En julio de 2025, se presentó una propuesta para modificar la Ley Europea del Clima, con el fin de reducir un 90% las emisiones netas de gases de efecto invernadero para 2040 en comparación con 1990. La intención es asegurar un camino estable hacia la neutralidad climática en 2050. El acuerdo provisional alcanzado en diciembre de 2025 entre el Parlamento Europeo y el Consejo respalda este objetivo, reforzando la ambición climática de la UE. Además, incluye nuevas medidas para cumplir la meta de 2040 de forma rentable y responsable a escala global.
Futuro de los objetivos nacionales y la absorción de carbono
Al expirar en 2030 los reglamentos relativos a los objetivos climáticos nacionales en el marco del Reglamento de Reparto del Esfuerzo y del Reglamento UTCUTS (Uso de la Tierra, Cambio de Uso de la Tierra y Silvicultura), surge la necesidad de evaluar nuevas normas. La consulta permitirá evaluar el papel de los objetivos climáticos nacionales y de las flexibilidades en la política climática de la UE después de 2030, con el fin de mantener incentivos sólidos para la reducción de emisiones y la eliminación de carbono, en consonancia con el objetivo climático de la UE para 2040.
Se pretende que las políticas futuras sean equitativas, accesibles y adaptadas a las distintas realidades nacionales. Asimismo, se considerará cómo ofrecer mayor apoyo y flexibilidad a los Estados miembros para que todas las regiones y sectores puedan avanzar hacia una economía climáticamente neutra.
Uso de créditos internacionales
El acuerdo sobre la Ley Europea del Clima abre la posibilidad de emplear créditos internacionales de alta calidad desde 2036, representando hasta un 5% de las emisiones netas de 1990. Esto permitiría alcanzar una reducción interna del 85% de las emisiones netas para 2040.
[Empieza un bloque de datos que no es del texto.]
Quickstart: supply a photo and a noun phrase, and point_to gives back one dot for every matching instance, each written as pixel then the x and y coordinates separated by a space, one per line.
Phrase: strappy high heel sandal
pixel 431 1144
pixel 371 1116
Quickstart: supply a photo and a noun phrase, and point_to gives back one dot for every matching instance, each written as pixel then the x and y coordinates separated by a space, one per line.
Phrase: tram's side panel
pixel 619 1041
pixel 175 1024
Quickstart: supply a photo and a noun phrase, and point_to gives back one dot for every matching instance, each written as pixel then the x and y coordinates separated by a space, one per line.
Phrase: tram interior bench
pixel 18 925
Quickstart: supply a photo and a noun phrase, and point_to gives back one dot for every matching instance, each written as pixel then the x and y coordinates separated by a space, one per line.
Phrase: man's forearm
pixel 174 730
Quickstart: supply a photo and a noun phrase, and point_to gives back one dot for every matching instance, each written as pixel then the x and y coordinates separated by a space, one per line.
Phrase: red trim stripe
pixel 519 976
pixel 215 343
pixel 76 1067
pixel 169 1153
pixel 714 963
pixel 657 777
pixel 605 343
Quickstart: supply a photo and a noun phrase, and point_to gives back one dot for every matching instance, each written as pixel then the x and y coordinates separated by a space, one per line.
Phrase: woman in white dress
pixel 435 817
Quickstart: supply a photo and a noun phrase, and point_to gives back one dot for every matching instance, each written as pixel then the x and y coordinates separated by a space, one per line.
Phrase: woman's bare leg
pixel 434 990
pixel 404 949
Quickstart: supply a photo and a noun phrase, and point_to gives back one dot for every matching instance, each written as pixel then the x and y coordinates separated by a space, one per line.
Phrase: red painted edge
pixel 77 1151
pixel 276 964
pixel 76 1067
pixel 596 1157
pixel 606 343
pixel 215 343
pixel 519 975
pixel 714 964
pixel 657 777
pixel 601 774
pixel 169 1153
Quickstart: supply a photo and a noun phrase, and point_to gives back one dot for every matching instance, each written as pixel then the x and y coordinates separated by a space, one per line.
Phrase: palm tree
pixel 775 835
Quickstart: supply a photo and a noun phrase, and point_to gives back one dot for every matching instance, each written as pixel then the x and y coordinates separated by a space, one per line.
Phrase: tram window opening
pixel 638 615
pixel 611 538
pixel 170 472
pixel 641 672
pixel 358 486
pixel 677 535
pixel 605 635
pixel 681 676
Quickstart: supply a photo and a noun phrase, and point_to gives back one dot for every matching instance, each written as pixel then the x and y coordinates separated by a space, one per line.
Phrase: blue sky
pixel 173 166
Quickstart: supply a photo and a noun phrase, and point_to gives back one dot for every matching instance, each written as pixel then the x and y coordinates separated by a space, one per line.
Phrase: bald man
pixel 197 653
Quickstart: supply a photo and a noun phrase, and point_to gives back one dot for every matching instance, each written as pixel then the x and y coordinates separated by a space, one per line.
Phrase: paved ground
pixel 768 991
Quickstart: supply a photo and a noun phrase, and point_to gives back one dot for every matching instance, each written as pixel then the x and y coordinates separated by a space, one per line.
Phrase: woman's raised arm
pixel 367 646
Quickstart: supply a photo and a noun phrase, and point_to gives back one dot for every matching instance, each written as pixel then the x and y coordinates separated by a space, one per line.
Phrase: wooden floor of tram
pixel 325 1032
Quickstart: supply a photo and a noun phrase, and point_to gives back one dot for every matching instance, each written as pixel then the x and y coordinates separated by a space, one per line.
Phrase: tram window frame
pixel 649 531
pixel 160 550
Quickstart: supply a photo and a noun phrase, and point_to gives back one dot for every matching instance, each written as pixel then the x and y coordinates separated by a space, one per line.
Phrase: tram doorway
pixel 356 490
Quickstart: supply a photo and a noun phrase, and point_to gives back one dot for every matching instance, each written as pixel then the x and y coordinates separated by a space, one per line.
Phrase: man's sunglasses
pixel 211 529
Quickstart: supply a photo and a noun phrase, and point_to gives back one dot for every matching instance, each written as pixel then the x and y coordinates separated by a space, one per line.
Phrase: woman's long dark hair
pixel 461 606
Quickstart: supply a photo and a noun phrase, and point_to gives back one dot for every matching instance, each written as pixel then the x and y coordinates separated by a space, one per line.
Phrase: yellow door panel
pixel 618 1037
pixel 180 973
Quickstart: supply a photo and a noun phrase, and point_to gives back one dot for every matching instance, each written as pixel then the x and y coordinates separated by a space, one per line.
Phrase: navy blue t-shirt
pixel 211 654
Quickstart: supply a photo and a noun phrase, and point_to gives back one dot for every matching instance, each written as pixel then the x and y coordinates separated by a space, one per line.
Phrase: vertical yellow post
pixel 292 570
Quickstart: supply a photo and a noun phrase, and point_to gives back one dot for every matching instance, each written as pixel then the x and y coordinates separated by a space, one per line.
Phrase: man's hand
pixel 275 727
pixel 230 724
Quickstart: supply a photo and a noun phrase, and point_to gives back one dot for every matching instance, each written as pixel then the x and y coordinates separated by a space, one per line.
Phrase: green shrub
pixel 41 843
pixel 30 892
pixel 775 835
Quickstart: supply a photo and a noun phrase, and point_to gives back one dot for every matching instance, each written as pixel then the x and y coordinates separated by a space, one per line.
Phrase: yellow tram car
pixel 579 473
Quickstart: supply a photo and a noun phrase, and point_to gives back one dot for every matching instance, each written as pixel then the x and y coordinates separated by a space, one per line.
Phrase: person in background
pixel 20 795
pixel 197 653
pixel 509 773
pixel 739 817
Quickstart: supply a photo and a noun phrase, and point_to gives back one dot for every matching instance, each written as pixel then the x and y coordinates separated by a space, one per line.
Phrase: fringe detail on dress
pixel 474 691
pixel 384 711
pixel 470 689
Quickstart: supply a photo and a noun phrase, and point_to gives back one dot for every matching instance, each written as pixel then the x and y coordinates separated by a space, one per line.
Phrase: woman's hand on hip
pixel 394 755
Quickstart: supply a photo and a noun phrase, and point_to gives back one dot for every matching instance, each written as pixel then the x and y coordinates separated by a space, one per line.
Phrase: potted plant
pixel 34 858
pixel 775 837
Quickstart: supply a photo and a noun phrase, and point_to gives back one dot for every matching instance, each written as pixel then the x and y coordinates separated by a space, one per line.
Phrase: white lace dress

Expertos y ciudadanos están invitados a opinar sobre cómo diseñar este mecanismo de forma ambiciosa y eficiente, alineado con el Acuerdo de París. También se propone un período piloto entre 2031 y 2035 para contribuir al desarrollo de un mercado internacional de créditos de carbono de alta calidad.
Actualmente, está en curso otra consulta pública y una solicitud de aportación de pruebas para la próxima revisión del Reglamento de Gobernanza. Este reglamento constituye la base legislativa de la Unión de la Energía y el marco estratégico para alcanzar los objetivos de la política climática y energética de la UE en su camino hacia la neutralidad climática.